Sel, 24 November 2020 | 22:00 WIB

Wali Abdal dalam Kajian Tasawuf

Wali abdal adalah sekelompok orang yang dipilih dan diseleksi oleh Allah. Mereka berjumlah 30 atau 40 orang. Keyakinan mereka bak keyakinan hati Nabi Ibrahim AS.

Dalam kajian tasawuf, dikenal istilah wali abdal. Siapakah mereka? Bagaimana sifat-sifat mereka? Berapa banyak jumlah mereka? Banyak keterangan ulama yang bersumber dari hadits dan pandangan sahabat Rasulullah SAW.


Kata “abdāl” adalah bentuk jamak dari kata “badal” atau pengganti. Syekh Ihsan Jampes dalam Kitab Sirajut Thalibin ala Minhajil Abidin mengatakan, abdal adalah sekelompok wali Allah. Mereka adalah pengganti para nabi. Mereka berjumlah tujuh orang, tidak lebih dan tidak kurang sebagaimana pendapat Abul Baqa’.


Abu Darda RA, sahabat Rasulullah SAW, menerangkan bahwa Allah memiliki hamba yang disebut “al-abdāl” sepeninggal para nabi.


Wali abdal adalah paku bumi. Setelah masa kenabian selesai, Allah menggantikan kedudukan para nabi dengan sekelompok orang dari umat Nabi Muhammad SAW. Mereka lebih utama dari kebanyakan orang lain bukan karena kebanyakan shalat, kebanyakan puasa, dan banyak perhiasan, tetapi karena kewara’an yang benar, niat yang tulus, kebersihan batin terhadap semua umat Islam, bimbingan terhadap mereka dengan mengharap ridha Allah, sabar tanpa kasar, rendah hati tanpa terhina.

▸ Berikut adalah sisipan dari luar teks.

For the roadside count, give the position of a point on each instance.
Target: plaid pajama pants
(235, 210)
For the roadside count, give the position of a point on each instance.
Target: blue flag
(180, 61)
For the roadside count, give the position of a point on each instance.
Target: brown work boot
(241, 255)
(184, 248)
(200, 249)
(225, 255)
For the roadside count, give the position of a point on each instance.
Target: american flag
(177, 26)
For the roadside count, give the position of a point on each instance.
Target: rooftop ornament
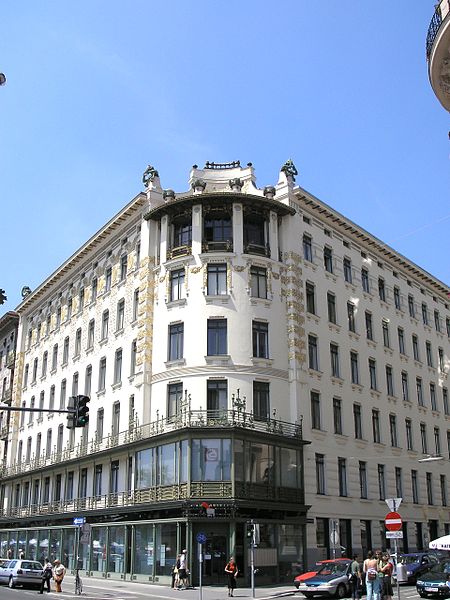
(150, 174)
(289, 169)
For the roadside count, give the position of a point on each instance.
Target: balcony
(438, 53)
(185, 419)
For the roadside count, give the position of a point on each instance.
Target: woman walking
(231, 570)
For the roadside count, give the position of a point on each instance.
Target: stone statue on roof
(289, 169)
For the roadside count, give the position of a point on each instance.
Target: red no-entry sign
(393, 522)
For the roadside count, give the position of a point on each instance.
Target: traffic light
(71, 416)
(82, 411)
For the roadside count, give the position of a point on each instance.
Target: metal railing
(185, 419)
(433, 29)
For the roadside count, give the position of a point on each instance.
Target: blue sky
(98, 90)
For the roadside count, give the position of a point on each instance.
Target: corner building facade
(249, 353)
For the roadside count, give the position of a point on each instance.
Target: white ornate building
(251, 349)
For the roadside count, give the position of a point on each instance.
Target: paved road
(97, 589)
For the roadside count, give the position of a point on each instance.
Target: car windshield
(333, 569)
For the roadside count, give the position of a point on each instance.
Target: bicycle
(78, 583)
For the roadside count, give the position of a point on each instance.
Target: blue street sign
(201, 537)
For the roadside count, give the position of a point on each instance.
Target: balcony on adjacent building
(438, 52)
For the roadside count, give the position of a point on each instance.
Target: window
(354, 368)
(88, 380)
(315, 410)
(419, 391)
(405, 386)
(328, 259)
(398, 482)
(381, 289)
(217, 279)
(123, 267)
(174, 395)
(118, 366)
(55, 357)
(342, 476)
(381, 482)
(347, 270)
(363, 479)
(44, 364)
(369, 326)
(177, 278)
(310, 298)
(94, 289)
(351, 316)
(337, 415)
(258, 282)
(331, 304)
(437, 441)
(108, 278)
(105, 325)
(429, 480)
(77, 347)
(217, 337)
(216, 395)
(373, 373)
(393, 430)
(120, 315)
(102, 374)
(423, 438)
(66, 351)
(307, 248)
(433, 401)
(176, 341)
(385, 326)
(376, 426)
(135, 304)
(389, 381)
(91, 334)
(401, 341)
(133, 355)
(261, 401)
(357, 421)
(313, 356)
(443, 483)
(409, 435)
(320, 474)
(260, 333)
(429, 354)
(62, 394)
(397, 301)
(414, 487)
(365, 282)
(424, 314)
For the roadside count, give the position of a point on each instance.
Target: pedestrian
(370, 569)
(59, 570)
(182, 571)
(232, 571)
(175, 568)
(355, 578)
(386, 569)
(47, 574)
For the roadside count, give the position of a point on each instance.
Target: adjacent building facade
(249, 354)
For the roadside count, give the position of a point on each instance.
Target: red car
(310, 574)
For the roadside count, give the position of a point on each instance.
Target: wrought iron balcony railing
(185, 419)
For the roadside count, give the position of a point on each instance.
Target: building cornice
(98, 238)
(370, 242)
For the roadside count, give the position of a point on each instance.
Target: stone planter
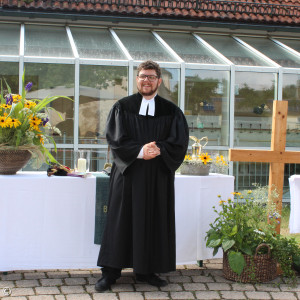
(200, 170)
(12, 161)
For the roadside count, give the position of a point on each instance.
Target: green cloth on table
(102, 189)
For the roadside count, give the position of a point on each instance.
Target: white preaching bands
(151, 112)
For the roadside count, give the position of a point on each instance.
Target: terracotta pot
(12, 161)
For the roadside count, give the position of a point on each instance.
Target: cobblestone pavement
(187, 282)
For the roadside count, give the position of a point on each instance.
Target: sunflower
(205, 158)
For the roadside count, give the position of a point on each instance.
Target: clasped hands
(150, 151)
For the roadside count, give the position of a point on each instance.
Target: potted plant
(24, 130)
(245, 230)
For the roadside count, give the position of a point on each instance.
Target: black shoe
(103, 284)
(151, 279)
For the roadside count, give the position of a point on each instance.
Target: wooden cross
(277, 156)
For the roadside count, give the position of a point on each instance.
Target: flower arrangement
(24, 124)
(247, 221)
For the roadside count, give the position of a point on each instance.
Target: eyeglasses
(150, 77)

Wali abdal adalah sekelompok orang yang dipilih dan diseleksi oleh Allah. Mereka berjumlah 30 atau 40 orang. Keyakinan mereka bak keyakinan hati Nabi Ibrahim AS. Jumlah mereka tetap terjaga. Kalau salah seorang dari mereka wafat, maka Allah akan menggantikan kedudukannya dengan orang lain.


Wali abdal tidak pernah melaknat, menyakiti, merendahkan, dan melampaui batas terhadap apapun dan siapapun. Mereka tidak mendengki orang yang diberi anugerah sesuatu oleh Allah. Mereka orang yang paling baik pengetahuan atas sebuah hakikat, paling lembut tabiat, dan paling murah hati.

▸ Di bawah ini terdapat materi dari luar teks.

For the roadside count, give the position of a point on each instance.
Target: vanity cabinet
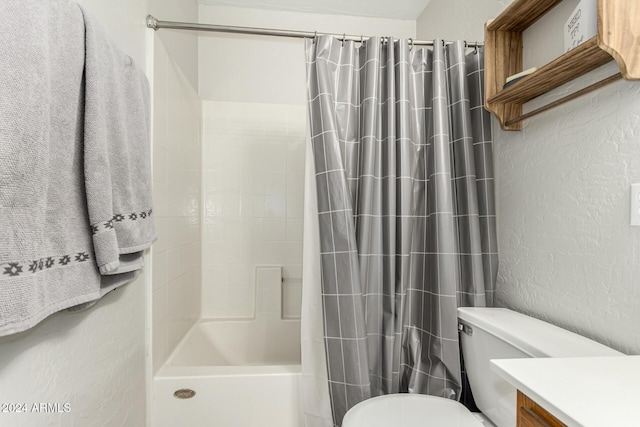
(530, 414)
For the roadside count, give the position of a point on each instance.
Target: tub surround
(580, 392)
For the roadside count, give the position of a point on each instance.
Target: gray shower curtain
(403, 156)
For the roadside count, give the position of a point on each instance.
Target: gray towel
(116, 153)
(47, 260)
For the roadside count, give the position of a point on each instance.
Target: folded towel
(47, 257)
(117, 158)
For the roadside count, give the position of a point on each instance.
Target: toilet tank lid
(532, 336)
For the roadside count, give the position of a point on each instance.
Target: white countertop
(581, 392)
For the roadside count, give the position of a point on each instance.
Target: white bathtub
(244, 374)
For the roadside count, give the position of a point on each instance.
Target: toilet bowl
(410, 410)
(485, 334)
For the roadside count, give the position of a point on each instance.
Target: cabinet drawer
(530, 414)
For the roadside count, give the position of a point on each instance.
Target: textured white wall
(176, 192)
(567, 252)
(94, 360)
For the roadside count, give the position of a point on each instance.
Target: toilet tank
(499, 333)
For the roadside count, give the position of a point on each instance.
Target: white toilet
(485, 334)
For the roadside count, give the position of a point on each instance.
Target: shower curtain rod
(155, 24)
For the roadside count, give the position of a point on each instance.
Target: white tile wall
(253, 199)
(177, 192)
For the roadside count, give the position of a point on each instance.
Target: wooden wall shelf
(618, 30)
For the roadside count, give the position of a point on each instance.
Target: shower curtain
(402, 152)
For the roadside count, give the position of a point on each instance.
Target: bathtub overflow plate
(184, 393)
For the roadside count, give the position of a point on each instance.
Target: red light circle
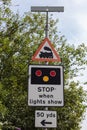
(53, 73)
(38, 73)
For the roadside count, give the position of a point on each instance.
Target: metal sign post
(47, 9)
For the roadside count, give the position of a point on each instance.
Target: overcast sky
(72, 22)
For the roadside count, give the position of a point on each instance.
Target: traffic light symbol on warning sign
(42, 75)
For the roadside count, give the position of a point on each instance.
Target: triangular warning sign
(46, 52)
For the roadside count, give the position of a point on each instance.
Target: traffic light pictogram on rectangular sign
(45, 75)
(42, 75)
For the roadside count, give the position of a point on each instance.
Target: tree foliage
(19, 39)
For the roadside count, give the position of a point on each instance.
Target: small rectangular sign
(47, 119)
(45, 85)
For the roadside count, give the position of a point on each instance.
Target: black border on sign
(47, 111)
(63, 85)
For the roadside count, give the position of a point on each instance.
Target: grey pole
(46, 27)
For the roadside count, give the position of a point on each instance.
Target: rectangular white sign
(46, 119)
(45, 85)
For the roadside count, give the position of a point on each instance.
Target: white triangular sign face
(46, 52)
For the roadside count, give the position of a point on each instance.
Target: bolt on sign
(46, 52)
(45, 85)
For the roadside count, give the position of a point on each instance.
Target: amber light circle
(38, 73)
(45, 78)
(53, 73)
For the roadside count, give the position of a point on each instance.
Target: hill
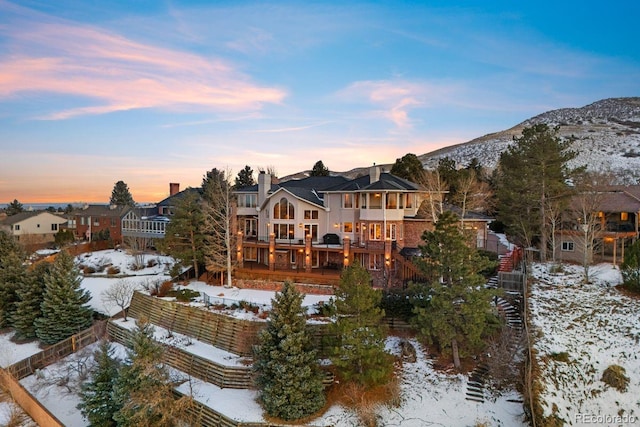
(607, 136)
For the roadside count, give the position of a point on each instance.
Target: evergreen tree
(630, 267)
(143, 391)
(64, 307)
(359, 354)
(184, 236)
(13, 276)
(531, 172)
(319, 169)
(98, 405)
(408, 167)
(121, 196)
(458, 315)
(30, 297)
(14, 207)
(287, 371)
(244, 178)
(219, 238)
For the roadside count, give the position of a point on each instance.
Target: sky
(151, 92)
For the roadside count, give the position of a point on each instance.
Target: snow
(427, 396)
(597, 326)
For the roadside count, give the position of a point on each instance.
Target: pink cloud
(120, 74)
(394, 99)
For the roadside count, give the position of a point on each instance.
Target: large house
(330, 222)
(617, 213)
(33, 227)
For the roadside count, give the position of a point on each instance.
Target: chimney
(264, 186)
(374, 174)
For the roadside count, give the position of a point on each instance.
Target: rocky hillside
(607, 139)
(607, 132)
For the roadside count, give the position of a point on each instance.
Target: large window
(347, 201)
(392, 201)
(247, 200)
(375, 201)
(567, 246)
(311, 214)
(375, 231)
(283, 231)
(250, 227)
(283, 210)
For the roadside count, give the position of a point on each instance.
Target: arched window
(283, 210)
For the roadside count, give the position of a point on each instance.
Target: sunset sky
(152, 92)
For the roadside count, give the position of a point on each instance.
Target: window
(375, 231)
(376, 261)
(567, 246)
(283, 210)
(247, 200)
(311, 214)
(283, 231)
(347, 201)
(391, 232)
(375, 201)
(408, 201)
(251, 227)
(392, 201)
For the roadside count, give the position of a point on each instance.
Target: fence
(11, 376)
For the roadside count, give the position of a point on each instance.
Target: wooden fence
(237, 336)
(11, 376)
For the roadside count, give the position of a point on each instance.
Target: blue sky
(152, 92)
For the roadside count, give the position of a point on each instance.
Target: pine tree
(359, 354)
(64, 308)
(121, 196)
(458, 314)
(288, 375)
(408, 167)
(144, 389)
(14, 207)
(319, 169)
(98, 405)
(531, 172)
(13, 276)
(28, 306)
(244, 178)
(219, 238)
(183, 236)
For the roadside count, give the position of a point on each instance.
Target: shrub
(113, 270)
(164, 288)
(614, 376)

Tanda wali abdal adalah sifat kedermawanan dan murah senyum. Hidup mereka selamat. Tidak ada rumusnya hari ini mereka takut kepada Allah, lalu besok lalai. Mereka senantiasa dalam ketaatan lahiriah. Hubungan mereka dan Allah tidak terganggu oleh terpaan topan badai angin keras dan kawanan kuda yang berlari sekalipun.


Hati para wali abdal berjalan mi’raj karena senang dan rindu kepada Allah. Mereka orang yang tidak menyukai dunia. Mereka selalu terdahulu saat berlomba-lomba dalam kebaikan. Mereka adalah “tentara” Allah. Ketahuilah, mereka itulah orang yang beruntung.

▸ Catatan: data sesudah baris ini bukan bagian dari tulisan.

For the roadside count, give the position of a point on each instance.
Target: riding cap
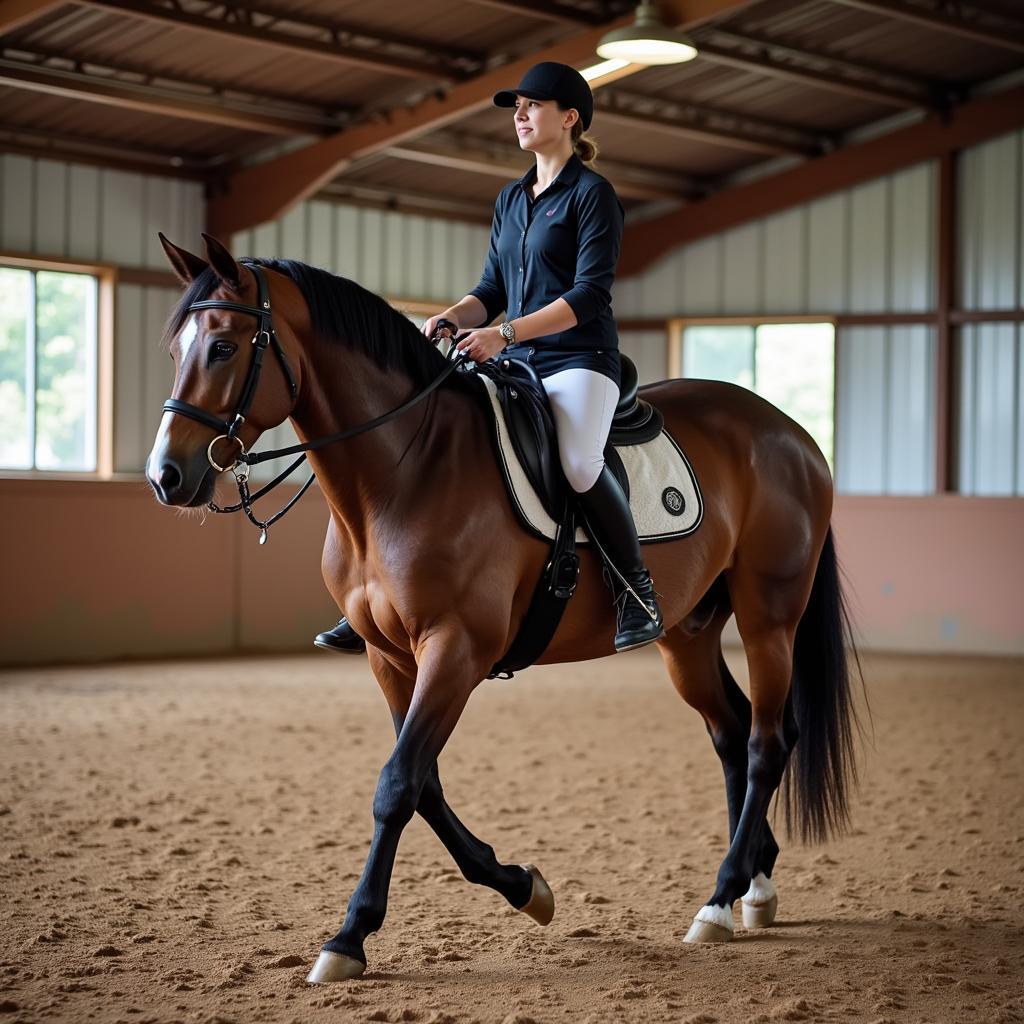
(551, 80)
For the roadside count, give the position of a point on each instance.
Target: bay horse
(425, 556)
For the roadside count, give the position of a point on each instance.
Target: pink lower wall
(95, 570)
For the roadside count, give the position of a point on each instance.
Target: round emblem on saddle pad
(673, 501)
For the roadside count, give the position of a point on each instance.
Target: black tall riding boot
(342, 639)
(607, 511)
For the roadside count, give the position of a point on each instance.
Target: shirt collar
(568, 175)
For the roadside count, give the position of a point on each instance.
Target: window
(791, 365)
(48, 370)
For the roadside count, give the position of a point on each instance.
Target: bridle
(265, 337)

واعلم يا أخي أن ذلك في كتاب الله تعالى المنزل إِنَّ ٱللَّهَ مَعَ ٱلَّذِينَ ٱتَّقَوا۟ وَّٱلَّذِينَ هُم مُّحْسِنُونَ


Artinya, “Ketahuilah wahai saudaraku, semua itu tercantum dalam kitab yang diturunkan Allah, ‘Sungguh, Allah bersama orang-orang yang bertakwa dan orang-orang yang berbuat baik,’ (Surat An-Nahl ayat 128),” (Lihat Syekh Ihsan M Dahlan Jampes, Sirajut Thalibin ala Minhajil Abidin, [Indonesia, Daru Ihya’il Kutubil Arabiyyah: tanpa catatan tahun], juz I, halaman 259).


Fudhail bin Iyadh mengatakan, “Wali abdal mendapatkan kedudukannya bukan dengan banyak puasa dan shalat sunnah, tetapi dengan kemurahan hati, kesucian batin, dan nasihat yang tulus untuk umat,” (Lihat Syekh Ihsan M Jampes: I/260).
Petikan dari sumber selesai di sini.